You Write The Reviews: Concorde, Brighton

4.00

So much can change in so short a time, as Glasvegas are discovering. Touring a debut album not due for release until September; already half-way through writing a Christmas album to be recorded at a Transylvanian cathedral; dubbed the next best band in Britain with only a string of seven-inch classics to their name... It seems that the entire weight of rock hype has suddenly been placed squarely on their shoulders. No pressure, then.
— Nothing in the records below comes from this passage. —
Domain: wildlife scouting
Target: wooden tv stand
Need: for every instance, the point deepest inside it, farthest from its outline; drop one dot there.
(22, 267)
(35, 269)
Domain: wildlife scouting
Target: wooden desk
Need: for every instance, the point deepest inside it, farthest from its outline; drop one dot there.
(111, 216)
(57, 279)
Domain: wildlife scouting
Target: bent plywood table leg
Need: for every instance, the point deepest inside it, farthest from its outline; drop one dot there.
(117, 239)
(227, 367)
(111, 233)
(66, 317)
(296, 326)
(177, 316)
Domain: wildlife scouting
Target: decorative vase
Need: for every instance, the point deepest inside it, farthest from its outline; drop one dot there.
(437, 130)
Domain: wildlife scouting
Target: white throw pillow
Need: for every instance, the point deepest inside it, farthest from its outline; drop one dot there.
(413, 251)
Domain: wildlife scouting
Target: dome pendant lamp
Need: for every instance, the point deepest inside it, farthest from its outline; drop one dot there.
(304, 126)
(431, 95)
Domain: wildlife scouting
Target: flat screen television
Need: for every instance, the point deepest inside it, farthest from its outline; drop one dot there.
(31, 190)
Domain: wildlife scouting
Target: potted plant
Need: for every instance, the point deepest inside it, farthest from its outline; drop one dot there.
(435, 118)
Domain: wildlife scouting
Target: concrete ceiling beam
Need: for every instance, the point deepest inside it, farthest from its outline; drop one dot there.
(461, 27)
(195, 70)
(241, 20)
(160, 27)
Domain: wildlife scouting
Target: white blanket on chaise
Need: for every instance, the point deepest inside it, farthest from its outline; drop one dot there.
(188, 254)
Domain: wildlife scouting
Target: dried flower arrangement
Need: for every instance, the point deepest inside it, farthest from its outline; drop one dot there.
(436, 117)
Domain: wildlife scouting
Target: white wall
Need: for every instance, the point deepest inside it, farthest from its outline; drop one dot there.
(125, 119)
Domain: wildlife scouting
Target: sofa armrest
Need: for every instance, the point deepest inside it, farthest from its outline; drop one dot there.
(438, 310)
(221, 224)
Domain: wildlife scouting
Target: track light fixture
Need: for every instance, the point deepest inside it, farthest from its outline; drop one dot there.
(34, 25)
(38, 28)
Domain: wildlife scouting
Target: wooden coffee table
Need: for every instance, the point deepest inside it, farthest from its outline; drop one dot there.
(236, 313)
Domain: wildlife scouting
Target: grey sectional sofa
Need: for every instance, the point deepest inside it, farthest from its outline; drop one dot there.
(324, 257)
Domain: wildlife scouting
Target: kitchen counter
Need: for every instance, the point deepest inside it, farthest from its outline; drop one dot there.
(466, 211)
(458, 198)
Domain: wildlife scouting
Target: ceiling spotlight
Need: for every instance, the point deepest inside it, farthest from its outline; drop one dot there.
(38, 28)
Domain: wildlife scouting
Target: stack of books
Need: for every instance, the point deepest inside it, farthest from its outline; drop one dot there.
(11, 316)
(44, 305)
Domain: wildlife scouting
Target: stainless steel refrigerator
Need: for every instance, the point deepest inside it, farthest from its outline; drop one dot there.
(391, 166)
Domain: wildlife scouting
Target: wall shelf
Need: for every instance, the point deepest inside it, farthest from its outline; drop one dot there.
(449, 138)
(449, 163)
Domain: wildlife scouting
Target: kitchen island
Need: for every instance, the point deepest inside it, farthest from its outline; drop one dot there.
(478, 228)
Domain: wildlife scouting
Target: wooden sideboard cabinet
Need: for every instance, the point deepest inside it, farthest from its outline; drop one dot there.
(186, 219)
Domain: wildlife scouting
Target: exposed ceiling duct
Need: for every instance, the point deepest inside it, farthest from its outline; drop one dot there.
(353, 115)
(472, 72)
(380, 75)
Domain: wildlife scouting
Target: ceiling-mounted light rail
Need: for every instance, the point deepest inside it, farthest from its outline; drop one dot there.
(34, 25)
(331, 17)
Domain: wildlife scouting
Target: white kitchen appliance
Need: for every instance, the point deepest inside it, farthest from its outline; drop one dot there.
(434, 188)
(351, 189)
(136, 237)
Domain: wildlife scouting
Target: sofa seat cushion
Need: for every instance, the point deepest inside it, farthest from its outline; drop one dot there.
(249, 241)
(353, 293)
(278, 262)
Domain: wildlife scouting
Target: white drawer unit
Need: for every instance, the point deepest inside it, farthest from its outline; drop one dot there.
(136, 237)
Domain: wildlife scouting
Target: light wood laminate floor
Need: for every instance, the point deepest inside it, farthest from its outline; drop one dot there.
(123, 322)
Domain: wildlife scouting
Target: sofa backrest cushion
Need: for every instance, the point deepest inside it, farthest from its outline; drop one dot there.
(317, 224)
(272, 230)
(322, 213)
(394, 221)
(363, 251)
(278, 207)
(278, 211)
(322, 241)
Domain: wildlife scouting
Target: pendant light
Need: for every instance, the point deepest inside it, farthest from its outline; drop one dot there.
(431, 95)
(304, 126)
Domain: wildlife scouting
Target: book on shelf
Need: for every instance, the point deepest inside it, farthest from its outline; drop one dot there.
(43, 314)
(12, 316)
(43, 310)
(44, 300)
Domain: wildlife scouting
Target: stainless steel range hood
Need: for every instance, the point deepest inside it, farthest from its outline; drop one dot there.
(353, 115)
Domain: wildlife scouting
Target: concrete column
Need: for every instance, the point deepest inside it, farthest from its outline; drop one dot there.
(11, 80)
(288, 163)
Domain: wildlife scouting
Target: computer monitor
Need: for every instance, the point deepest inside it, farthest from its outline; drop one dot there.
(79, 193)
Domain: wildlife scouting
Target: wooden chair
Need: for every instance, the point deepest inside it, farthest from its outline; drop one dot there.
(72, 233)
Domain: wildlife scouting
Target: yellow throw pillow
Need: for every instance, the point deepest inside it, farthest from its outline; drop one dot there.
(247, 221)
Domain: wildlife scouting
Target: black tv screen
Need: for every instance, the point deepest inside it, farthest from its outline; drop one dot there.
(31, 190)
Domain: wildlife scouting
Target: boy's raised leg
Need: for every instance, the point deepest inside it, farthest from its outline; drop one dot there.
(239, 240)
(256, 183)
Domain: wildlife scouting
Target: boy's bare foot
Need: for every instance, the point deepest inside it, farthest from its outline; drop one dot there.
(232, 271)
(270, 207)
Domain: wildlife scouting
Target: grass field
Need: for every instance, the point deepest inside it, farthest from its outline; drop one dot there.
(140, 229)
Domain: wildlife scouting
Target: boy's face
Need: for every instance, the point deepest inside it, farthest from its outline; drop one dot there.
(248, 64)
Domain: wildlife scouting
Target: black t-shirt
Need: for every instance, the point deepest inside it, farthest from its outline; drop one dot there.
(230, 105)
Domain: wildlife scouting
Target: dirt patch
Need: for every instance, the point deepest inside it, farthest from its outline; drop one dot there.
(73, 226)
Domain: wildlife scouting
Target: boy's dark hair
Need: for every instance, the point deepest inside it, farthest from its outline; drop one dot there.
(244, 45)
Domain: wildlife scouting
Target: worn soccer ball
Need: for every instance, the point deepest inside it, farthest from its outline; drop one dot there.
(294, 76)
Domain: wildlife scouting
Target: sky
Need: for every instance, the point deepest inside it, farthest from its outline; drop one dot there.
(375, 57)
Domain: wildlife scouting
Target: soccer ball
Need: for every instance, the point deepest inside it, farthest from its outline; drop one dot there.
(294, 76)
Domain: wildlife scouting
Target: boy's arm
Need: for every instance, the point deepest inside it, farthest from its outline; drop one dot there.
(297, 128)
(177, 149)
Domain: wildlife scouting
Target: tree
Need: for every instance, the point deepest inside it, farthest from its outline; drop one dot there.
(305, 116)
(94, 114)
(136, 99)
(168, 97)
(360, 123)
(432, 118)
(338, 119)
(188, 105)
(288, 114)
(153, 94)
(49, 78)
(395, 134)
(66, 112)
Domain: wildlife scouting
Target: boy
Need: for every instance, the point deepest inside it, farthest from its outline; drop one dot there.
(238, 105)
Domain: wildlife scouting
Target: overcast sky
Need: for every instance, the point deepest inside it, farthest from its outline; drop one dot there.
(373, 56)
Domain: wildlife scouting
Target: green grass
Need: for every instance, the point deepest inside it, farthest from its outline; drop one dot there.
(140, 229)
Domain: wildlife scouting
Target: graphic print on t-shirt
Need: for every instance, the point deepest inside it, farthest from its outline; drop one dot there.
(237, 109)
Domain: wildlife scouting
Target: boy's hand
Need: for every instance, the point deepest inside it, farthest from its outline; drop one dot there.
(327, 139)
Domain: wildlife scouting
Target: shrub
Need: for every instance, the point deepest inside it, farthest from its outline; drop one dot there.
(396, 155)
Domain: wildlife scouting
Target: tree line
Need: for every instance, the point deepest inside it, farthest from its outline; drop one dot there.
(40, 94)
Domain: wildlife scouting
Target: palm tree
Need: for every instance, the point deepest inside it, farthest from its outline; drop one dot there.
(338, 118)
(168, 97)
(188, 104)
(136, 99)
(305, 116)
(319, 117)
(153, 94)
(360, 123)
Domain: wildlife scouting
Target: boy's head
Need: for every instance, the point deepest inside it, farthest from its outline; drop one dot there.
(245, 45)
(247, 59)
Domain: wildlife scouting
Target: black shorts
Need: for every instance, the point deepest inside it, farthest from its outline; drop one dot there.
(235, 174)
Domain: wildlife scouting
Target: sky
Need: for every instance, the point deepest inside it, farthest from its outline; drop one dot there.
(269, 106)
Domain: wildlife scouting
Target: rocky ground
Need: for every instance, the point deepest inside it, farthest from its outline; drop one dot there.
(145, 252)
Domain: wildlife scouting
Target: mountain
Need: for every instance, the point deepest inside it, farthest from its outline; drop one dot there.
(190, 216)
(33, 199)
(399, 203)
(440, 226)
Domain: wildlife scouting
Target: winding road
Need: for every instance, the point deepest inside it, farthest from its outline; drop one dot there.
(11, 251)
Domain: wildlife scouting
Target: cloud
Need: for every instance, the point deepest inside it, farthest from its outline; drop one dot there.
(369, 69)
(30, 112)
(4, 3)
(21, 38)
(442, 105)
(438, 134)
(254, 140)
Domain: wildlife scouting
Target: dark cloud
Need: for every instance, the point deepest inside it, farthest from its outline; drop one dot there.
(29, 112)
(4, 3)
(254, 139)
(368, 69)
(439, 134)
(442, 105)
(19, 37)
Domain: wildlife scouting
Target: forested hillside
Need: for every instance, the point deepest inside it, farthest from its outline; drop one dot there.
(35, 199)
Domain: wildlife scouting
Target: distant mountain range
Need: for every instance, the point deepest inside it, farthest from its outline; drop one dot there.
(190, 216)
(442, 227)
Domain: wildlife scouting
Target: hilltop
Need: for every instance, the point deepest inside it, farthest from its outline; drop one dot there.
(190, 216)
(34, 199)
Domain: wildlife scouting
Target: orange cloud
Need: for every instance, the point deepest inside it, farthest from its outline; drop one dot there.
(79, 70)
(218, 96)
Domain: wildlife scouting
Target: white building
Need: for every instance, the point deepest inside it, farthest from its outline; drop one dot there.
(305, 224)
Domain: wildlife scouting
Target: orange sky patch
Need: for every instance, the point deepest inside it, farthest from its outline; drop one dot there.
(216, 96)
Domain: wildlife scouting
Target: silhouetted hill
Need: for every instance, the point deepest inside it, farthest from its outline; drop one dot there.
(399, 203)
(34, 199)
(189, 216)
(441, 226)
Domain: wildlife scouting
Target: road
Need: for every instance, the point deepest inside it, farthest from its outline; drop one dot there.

Strolling on stage, the band were intense, dressed in their trademark black like the chorus line from a Johnny Cash musical, taking shelter in a deep red mist. With the looks of a young Joe Strummer, James Allan, an ex-professional footballer, headed the charge, supported by his cousin Rab, a human giant who plays reverb-drenched guitar. The dark rhythms were supplied by the bassist, Paul Donoghue, and the drummer, Caroline McKay, who apparently couldn't even play before she joined the band.

Their defining sound is fuelled by a Jesus and Mary Chain engine, and they kicked off with "Flowers and Football Tops", propelled along by sweet vocal harmonies of Phil Spector proportions (there are major influences here from the 1960s female doo-wop era – the Ronettes mixed by My Bloody Valentine).

The spellbinding "You Are My Sunshine" is a magnificent anthem, which segued into the fantastically noisy "Lonesome Swan". On "It's My Own Cheating Heart That Makes Me Cry", the words flow like a pseudo-Scottish rap, crammed between an onslaught of atmospheric, juggernaut riffing complementing the emotive lyrics.

The grungy, spiralling distortion on "Polmont on My Mind" often seemed out of control before being reigned in by James Allan's skyscraper vocals. To be honest, I don't think any cathedral could hold his voice.

Personal grievances and nightclub bashings were explored with gleeful abandon on the expletive-ridden "Go Square Go", before the emotive "Daddy's Gone" slayed one and all. Distorted vibrations like a shattering glass basilica ravaged the soul as tales of disbanded families choked James's singing, Supremes-like harmonies bringing the night home.

The name Glasvegas is a peculiar moniker and yet I left understanding why the band chose it. Majestic and euphoric, they spot you in pretty shimmering lights and in just more than 30 minutes your passions and spirit have been energised and brought to life.